Rather than death itself, it is the disappearance of traces that seems unbearable and sad. The disappearance of all signs that I existed. The traces that might linger in a coat I once owned, that would then be passed on to my sibling . . . When the coat got old and tattered, the memories of me would fade too, and eventually be gone. In old family photographs, or on the shelves of second-hand bookshops, my traces would linger, perhaps, for a few moments. Like those grey eyes that now rest briefly in me. It is in brief moments that we are born. All this should be no surprise.
I got back to Japan, and had the operation. The tumour on your pancreas was benign, the doctor informed me. In a kind, gentle tone of voice.
And so the days pass. All translation is mistranslation. But maybe there should be a second part to that phrase. All conversation is misunderstanding.
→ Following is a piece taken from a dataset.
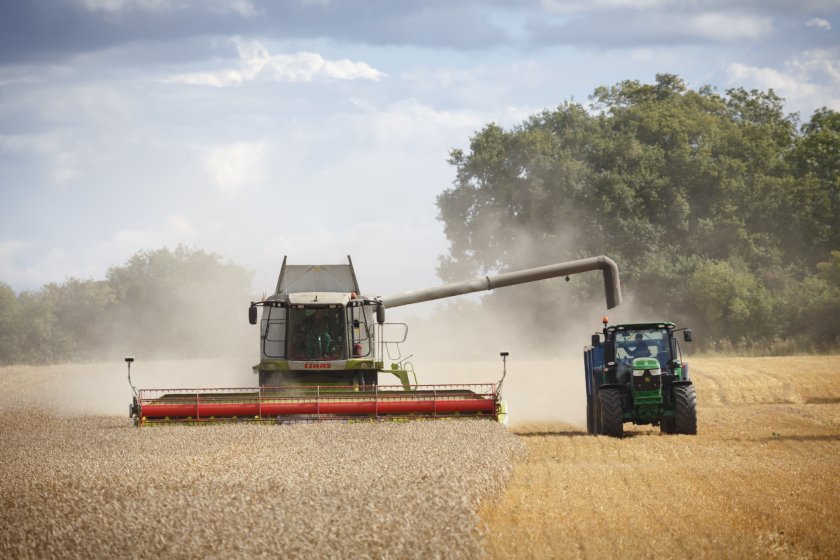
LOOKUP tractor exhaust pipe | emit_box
[379,255,621,309]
I think about the discrepancies that will always exist in the gaps between languages whenever I go anywhere outside Japan, anywhere where Japanese, my native language, isn’t spoken. But even when I use my native language, the same thing does apply. All language is misunderstanding. In degrees.
Two months before my trip to Russia, in early autumn, I travelled with Motoyuki Shibata, his wife and some others to spend a night in the country house of Ted Goossen, a scholar of Japanese literature, outside Toronto. I had no inkling at that time of the 10 per cent that I was to know of two months later.
We built a bonfire, under a full moon. Every now and then, there was the small thud of an apple dropping to the ground.
‘There is a kigo for the full moon in autumn,’ I told Ted. ‘Jūgo-ya. Fifteenth night.’
‘In English,’ Ted said, gazing up, ‘we have a different word: blue moon.’
When two full moons occur in a single calendar month, he explained, the second one is known as a blue moon. It’s a rather rare event. After I got back to Japan, I looked the phrase up. The blue moon we’d seen was in August 2012, and the next one will be in July 2015.
Human beings have always judged the passing of time by looking up at the sky. Will I be able to look up at the next blue moon? It might appear that death has receded into the distance, but it really hasn’t, not at all. I know this now. I didn’t know it before.
The universe is said to have been created from a massive explosion 13.7 billion years ago. The earth was created 4.5 billion years ago, and modern human beings just two hundred thousand years ago. No one witnessed the beginnings of these events, and no one kept detailed observations of developments as they occurred. The same with all existence, from small to large. The universe, I myself, the birds winging through the skies, the snowflakes swirling through Moscow . . . No one sees the beginning of these things, and no one can predict how they will end. How precious it is, how precarious it is to be living. The skies during my week-long trip to Russia were overcast nearly the whole time, but there was one day when, miraculously, they were clear and blue and sunlight sparkled on the dome of St Isaac’s Cathedral in St Petersburg. At this moment, I am alive, I thought. That is enough. That is all I need.